The above embodiments are merely illustrative of the principles of the present utility model and its effectiveness, and are not intended to limit the utility model. Modifications and variations may be made to the above-described embodiments by those skilled in the art without departing from the spirit and scope of the utility model. Accordingly, it is intended that all equivalent modifications and variations of the utility model be covered by the claims, which are within the ordinary skill of the art, be within the spirit and scope of the present disclosure.

Claims (6)

1. A mutual interference resistant bernoulli chuck, comprising:

the sucker comprises a sucker main body (1), wherein a sucker core (2) is assembled on the sucker main body (1), high-speed air flow is formed between the sucker main body (1) and the sucker core (2), and a negative-pressure air flow channel (3) is formed near the sucker core (2);

the suction cup comprises a suction cup main body (1) and a backing ring (4) which is fixed on the suction cup main body (1) in a surrounding mode and forms a negative pressure surface, wherein a plurality of air outlet holes (5) are formed in the suction cup main body (1) in a penetrating mode, the length direction of each air outlet hole (5) is perpendicular to one surface of the suction cup main body (1) and forms the negative pressure surface, and an air outlet groove (6) for allowing air to enter the air outlet holes (5) from an air flow channel (3) and not allowing the air to be discharged from the side surface is formed in the backing ring (4); the method comprises the steps of,

the suction cup is arranged on the suction cup main body (1), and is connected with external air supply equipment through an air pipe, and the first air nozzle (7) is communicated with the air flow channel (3).

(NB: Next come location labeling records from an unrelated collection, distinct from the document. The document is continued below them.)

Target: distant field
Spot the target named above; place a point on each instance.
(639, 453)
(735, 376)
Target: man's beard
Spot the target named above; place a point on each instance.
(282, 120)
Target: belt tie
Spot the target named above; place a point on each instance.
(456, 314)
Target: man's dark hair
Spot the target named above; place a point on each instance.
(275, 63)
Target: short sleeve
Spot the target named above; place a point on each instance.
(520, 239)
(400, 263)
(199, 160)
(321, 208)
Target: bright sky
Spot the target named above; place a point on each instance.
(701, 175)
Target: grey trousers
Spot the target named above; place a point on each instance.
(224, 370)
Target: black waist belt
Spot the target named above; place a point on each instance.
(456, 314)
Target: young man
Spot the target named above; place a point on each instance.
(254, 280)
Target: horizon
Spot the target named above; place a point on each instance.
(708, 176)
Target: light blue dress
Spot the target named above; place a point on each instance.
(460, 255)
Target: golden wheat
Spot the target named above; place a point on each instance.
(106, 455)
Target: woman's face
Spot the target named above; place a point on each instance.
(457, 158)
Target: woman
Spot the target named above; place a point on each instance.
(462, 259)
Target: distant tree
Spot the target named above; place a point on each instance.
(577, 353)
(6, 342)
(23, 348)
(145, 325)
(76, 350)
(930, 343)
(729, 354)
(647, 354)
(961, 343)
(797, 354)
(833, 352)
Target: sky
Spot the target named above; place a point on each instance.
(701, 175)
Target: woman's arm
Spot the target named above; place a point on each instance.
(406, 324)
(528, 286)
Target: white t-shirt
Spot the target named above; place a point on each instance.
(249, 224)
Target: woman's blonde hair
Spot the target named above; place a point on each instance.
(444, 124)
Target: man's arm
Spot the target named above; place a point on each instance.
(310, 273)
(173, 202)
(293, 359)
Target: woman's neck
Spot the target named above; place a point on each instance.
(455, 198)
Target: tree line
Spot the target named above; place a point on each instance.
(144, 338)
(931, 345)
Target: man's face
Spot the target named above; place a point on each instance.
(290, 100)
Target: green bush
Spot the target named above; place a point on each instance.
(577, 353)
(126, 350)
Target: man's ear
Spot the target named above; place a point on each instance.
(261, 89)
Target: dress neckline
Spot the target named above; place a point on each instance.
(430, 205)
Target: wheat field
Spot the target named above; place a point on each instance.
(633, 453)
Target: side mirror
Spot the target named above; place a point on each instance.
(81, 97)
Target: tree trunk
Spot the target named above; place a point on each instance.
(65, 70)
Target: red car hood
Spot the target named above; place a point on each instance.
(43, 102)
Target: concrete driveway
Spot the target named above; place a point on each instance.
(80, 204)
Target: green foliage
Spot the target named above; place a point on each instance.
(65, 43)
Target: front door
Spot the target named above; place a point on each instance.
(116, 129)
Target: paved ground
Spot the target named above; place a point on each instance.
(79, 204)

2. The anti-interference bernoulli chuck of claim 1, wherein: the sucker core (2) comprises a main board (8) and a mounting block (9) which is fixed on the main board (8) and used for being connected with the sucker main body (1), the mounting block (9) is connected with the sucker main body (1) in a sealing way, and an air flow channel (3) is formed among the mounting block (9), the main board (8) and the sucker main body (1).

3. The anti-interference bernoulli chuck of claim 2, wherein: one surface of the mounting block (9) connected with the sucker main body (1) is provided with a sealing ring (10) in a surrounding mode.

4. The anti-interference bernoulli chuck of claim 3, wherein: the suction cup is characterized by further comprising a second air tap (11) arranged on the suction cup main body (1), the second air tap (11) is connected with external air blowing equipment through an air pipe, an air blowing hole (12) is formed in the main board (8) and the mounting block (9) in a penetrating mode, and the air blowing hole (12) is located in the sealing ring (10) and communicated with the second air tap (11).

5. The anti-interference bernoulli chuck of claim 1, wherein: the photovoltaic cell is characterized by further comprising a plurality of cushion blocks (13) fixed on the sucker core (2), wherein one surface of each cushion block (13) contacted with the photovoltaic cell is flush with one surface of each cushion ring (4) contacted with the photovoltaic cell.

6. The anti-interference bernoulli chuck of claim 1, wherein: the automatic suction device also comprises a connecting frame (14) which is fixed on the sucker main body (1) and is used for being connected with the conveying mechanical arm.